Müller: Der Klimagipfel in New York ist doch erst acht Wochen her. Wir sind im Übrigen im ständigen Austausch mit der brasilianischen Regierung zum Regenwaldschutz.
SPIEGEL: Erhoffen Sie sich überhaupt keine Erfolge bei der Klimakonferenz in Madrid?
Müller: Doch. In Madrid wird das sogenannte Regelbuch des Pariser Abkommens fertiggestellt, ich bin optimistisch, dass es klappt. Deswegen stehen eher technische Fragen im Vordergrund. Es geht unter anderem um den Handel mit CO2-Zertifikaten.
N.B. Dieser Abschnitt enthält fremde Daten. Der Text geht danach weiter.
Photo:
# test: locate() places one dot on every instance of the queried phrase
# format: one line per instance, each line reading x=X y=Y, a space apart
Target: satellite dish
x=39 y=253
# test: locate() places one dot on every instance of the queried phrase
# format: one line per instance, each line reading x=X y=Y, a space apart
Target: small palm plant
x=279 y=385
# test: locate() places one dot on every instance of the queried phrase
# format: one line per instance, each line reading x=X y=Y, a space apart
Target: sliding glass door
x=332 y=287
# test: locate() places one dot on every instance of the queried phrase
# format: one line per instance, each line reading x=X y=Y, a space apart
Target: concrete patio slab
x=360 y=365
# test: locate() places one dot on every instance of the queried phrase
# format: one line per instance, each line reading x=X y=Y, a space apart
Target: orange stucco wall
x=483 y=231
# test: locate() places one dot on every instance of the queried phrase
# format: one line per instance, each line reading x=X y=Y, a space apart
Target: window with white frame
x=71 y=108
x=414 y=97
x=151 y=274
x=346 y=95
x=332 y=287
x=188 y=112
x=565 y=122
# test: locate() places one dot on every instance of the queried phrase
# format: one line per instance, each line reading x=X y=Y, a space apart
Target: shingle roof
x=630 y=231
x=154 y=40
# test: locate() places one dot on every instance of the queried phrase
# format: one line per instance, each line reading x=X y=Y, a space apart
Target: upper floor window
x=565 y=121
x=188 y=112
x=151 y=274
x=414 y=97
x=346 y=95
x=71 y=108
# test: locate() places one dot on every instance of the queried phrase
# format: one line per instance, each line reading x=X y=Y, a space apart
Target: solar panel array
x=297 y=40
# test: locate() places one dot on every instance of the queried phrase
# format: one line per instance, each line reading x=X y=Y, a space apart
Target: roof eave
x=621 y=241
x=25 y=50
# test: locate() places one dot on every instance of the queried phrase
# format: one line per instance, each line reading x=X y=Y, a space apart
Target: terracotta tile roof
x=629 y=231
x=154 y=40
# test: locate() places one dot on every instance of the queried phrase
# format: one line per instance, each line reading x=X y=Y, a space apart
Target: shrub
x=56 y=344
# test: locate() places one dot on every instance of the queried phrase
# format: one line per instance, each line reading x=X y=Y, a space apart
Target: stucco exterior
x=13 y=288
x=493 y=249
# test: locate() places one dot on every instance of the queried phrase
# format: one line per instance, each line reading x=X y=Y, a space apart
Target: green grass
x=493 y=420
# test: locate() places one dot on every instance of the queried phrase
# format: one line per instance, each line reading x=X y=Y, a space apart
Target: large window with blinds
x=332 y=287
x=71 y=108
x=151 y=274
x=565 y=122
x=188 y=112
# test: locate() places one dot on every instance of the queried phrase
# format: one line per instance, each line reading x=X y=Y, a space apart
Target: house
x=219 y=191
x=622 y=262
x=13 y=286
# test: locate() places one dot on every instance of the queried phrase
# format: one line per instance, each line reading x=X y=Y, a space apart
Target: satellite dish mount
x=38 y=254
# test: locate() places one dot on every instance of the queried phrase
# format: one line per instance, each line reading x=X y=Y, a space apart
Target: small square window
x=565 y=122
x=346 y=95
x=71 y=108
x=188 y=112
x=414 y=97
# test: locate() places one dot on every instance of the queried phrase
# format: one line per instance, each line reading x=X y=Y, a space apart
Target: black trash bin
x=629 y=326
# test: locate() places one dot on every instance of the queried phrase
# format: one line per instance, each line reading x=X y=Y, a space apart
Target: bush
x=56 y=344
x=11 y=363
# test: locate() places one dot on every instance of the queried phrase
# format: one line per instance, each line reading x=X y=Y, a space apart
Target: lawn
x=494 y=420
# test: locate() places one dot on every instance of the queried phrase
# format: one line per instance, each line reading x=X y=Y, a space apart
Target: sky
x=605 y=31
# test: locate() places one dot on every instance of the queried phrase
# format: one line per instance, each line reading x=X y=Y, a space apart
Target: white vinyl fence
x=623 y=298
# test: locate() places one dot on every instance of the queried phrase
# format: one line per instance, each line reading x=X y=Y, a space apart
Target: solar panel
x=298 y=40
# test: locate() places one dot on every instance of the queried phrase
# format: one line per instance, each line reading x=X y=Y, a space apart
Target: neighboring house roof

Zum Beispiel müssen Doppelzählungen und die Nutzung alter Zertifikate ausgeschlossen sein. Daher reisen die Experten aus meinem Ministerium nach Madrid , die bei diesen Themen einen wertvollen Beitrag leisten können.
SPIEGEL: Wenn Sie sagen, 25.000 Teilnehmer bei der Klimakonferenz seien zu viel: Wer könnte Ihrer Meinung nach zu Hause bleiben?
Müller: Es steht mir nicht zu, da Vorschläge zu machen. Aber ich finde, selbst Klimakonferenzen mit Staats- und Regierungschefs alle zwei Jahre müssen nicht zu Großveranstaltungen mit Zeltstädten und 25.000 Teilnehmern ausufern.
SPIEGEL: Bei der Klimakonferenz in Glasgow 2020 sind Sie aber dabei?
Müller: Auf jeden Fall. Denn da wird es um die Neufestlegung nationaler Reduktionsziele gehen. Das sind politische Entscheidungen. Wir müssen dort einen Quantensprung machen und deutlich ambitioniertere Pläne vorlegen, um die Pariser Klimaziele noch erreichen zu können.